Doch Sora war nicht nach Lächeln zu mute. Sie hatte seit Ewigkeiten nicht mehr gelächelt oder gelacht. In ihrem Leben gab es keinen Grund mehr für Freude.

"Komm lass uns hier verschwinden."

Sora folgte ihm und scannte dabei ihre Umgebung nach einem scharfen Gegenstand ab, aber es lag keiner in Reichweite.

Noch hatte sie Vampirblut im Organismus, aber sobald dieses draußen war, könnte sie vielleicht einen neuen Versuch wagen. Die Vampire würden da vermutlich nicht drauf vorbereitet sein, wenn sie sich folgsam verhielt.

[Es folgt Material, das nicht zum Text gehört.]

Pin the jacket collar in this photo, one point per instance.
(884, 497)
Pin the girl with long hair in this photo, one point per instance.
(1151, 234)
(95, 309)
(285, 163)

Matteo führte sie durch den Bunker und war darauf bedacht ihr die blutigen Leichen vorzuenthalten, aber Sora hatte schon weitaus schlimmeres gesehen. Sie empfand kein Mitleid mit ihren Entführern, auch wenn diese sie vielleicht ein bisschen besser behandelt hatten als die letzten.

Einige Treppen führten nach oben und dann konnte Sora zum ersten Mal seit Monaten wieder frische Luft atmen. Sie füllte ihre Lungen und genoss für einige Sekunden das Gefühl der Freiheit. Es würde immerhin nicht lange andauern.

Matteo führte sie zu einem Auto und hielt ihr die hinter Tür auf, damit sie einsteigen konnte.

Dann gesellte sich noch ein weiterer Vampir auf den Vordersitz und neben ihr nahm tatsächlich Annie platz.

"So sieht man sich also wieder.", sprach Annie zu Sora.

"Deine Vampire also?", fragte diese wiederum.

"Sie kamen um mich zu retten.", schwärmte Annie stolz.

Sora wünschte das würde der Wahrheit entsprechen, aber dann hätte man sie nicht verschont. Die Vampire wussten genau,  wer oder was sie war. Da machte sich Sora keine Illusion.

"Sie kann ja doch reden.", stellte Matteo belustigt fest.

Anscheinend hielt er sich für einen Scherzkeks, doch bei Sora stieß er da auf taube Ohren. Sie würde den Mund nur öffnen, wenn sie Informationen brauchte. 

Seltsamerweise hatte sie sich mit Annie verbunden gefühlt. Sie waren beide Gefangene gewesen und hatten ab und an miteinander geredet. Doch Sora machte sich nichts mehr aus menschlichen Beziehungen. Annie war ihr egal, es interessierte sie nur der Nutzen, den Annie ihr bieten konnte. 

Während der Autofahrt döste Sora dann immer wieder ein. Zwar hatte sie keinen ganzen Liter Blut verloren, aber sie hatte auch kein Vampirblut mehr zu sich genommen und fühlte sich dementsprechend schwach. 

Sie fuhren die ganze Nacht hindurch, bis der Sichelmond langsam wieder unterging. Dann hielten sie an einem einsamen Haus. Rund herum waren einige Maisfelder und ließen die große Farm gerade zu idyllisch wirken. 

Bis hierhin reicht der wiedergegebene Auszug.